Dr. Trudel, who presented data at the 2017 annual meeting of the American Society of Hematology (ASH) on the antibody-drug conjugate (ADC) GSK2857916, believes that we need more information on CAR T-cell therapy toxicities and which patients are most at risk. She suggested that for patients who cannot wait the requisite 2 to 4 weeks for their T cells to be engineered and expanded before treatment, or for those who are less able to withstand the toxicities of CAR T-cell therapy, an ADC might be a better option.

New Drugs in Myeloma: Access & Pricing in Europe

The day’s last session was the reality of a long-desired goal: a groundbreaking roundtable that brought together representatives of the pharmaceutical industry (one each from Janssen and Celgene) with a myeloma expert (Dr. Moreau), a health ministry representative (Niklas Hedburg, Swedish Health Authority), a health economist (Catherine Le Gales, Ministry of Health, Paris), and the head of the Swedish Blood Cancer Association patient advocacy group (Lise-Lott Eriksson). The hope was that the members of the roundtable could present different perspectives on drug access problems in Europe and, perhaps, begin to offer some solutions to this global problem using the European model. European governments provide healthcare to their citizens and must decide which drugs to cover based on varying criteria of safety, efficacy, overall value, and cost.

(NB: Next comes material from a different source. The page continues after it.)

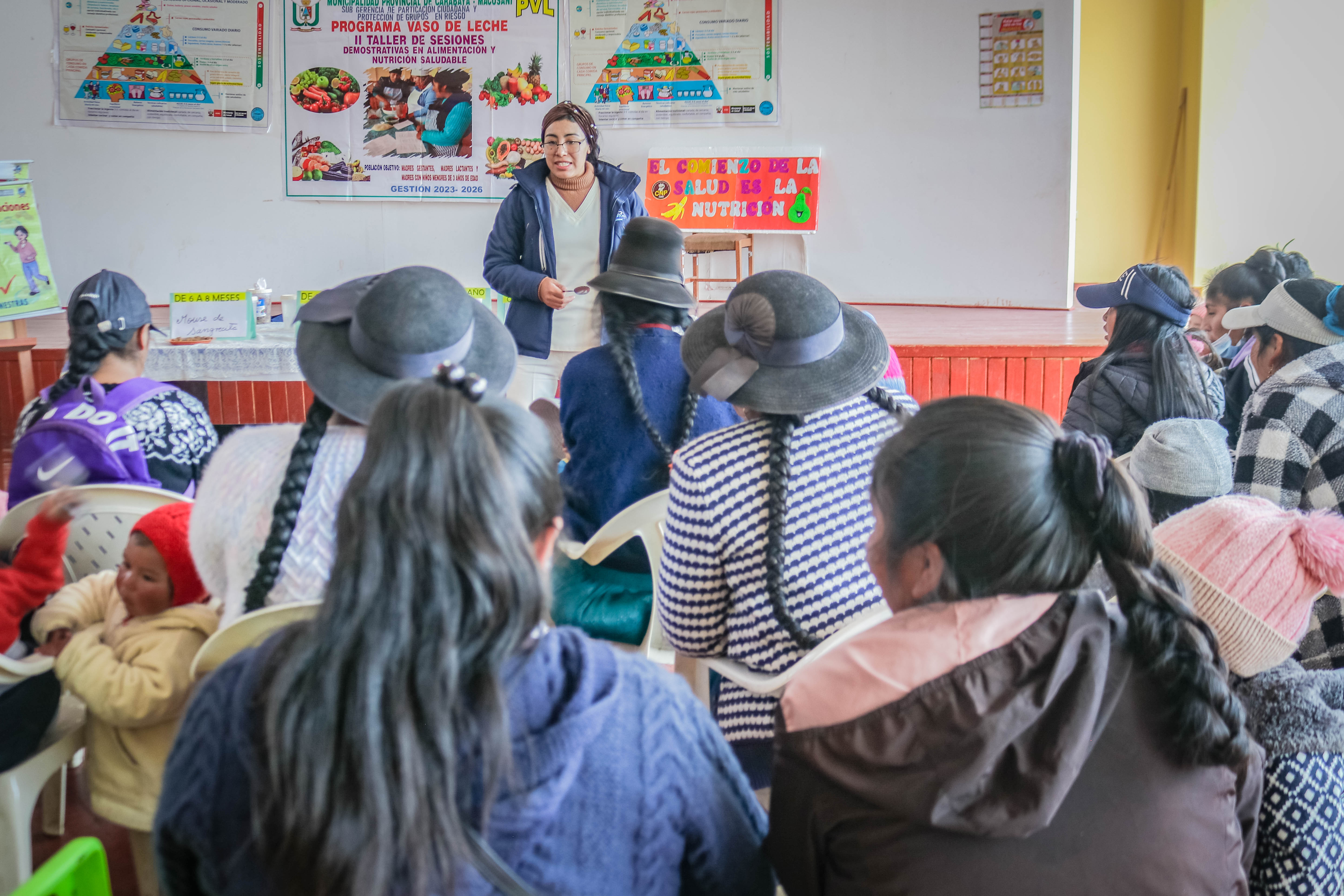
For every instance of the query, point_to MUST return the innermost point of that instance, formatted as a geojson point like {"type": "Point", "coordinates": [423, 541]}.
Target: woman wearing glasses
{"type": "Point", "coordinates": [554, 233]}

Perhaps the roundtable can be best summarized by a graphic shown by Ms. Eriksson, which demonstrated the pathway through the Swedish bureaucracy that must be followed to get a drug approved and funded. What appeared was an astoundingly dense and complex web of lines, boxes, and arrows that left us wondering whether to laugh or cry. The entire landscape of drug pricing and access is equally complex, and varies not only from country to country, but sometimes also among regions within a country where local government authorities negotiate with pharmaceutical firms, search for ways to establish value-based pricing, and struggle to find funds to pay for drugs without raising taxes to insupportable levels. With prices established in the U.S. (where there is no cost control or government negotiation) and with the cost of combination therapies now at $280,000–$450,000 per year, we have a critical problem with no easy solutions.

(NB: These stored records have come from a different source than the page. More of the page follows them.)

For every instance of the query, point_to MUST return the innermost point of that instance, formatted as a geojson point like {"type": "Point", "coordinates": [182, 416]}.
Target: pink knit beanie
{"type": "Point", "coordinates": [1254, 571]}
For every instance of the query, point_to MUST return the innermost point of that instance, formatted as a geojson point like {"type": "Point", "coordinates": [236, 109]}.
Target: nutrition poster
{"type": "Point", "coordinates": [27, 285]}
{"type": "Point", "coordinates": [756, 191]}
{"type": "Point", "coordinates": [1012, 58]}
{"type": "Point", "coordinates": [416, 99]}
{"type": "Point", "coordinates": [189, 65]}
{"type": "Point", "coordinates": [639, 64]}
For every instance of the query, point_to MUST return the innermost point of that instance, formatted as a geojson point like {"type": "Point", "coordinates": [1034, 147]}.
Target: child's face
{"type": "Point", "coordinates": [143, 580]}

In his working group report from the breakout session on Access and Pricing of Drugs in Europe the following morning, Dr. Jean Luc Harousseau, who moderated both the roundtable and breakout session, urged IMWG members to advocate for change in current policies, provide advice in their own countries to health authorities, design clinical trials with the benefit of the patient in mind, educate other doctors, and define assessment criteria for health authorities to use in evaluating drugs.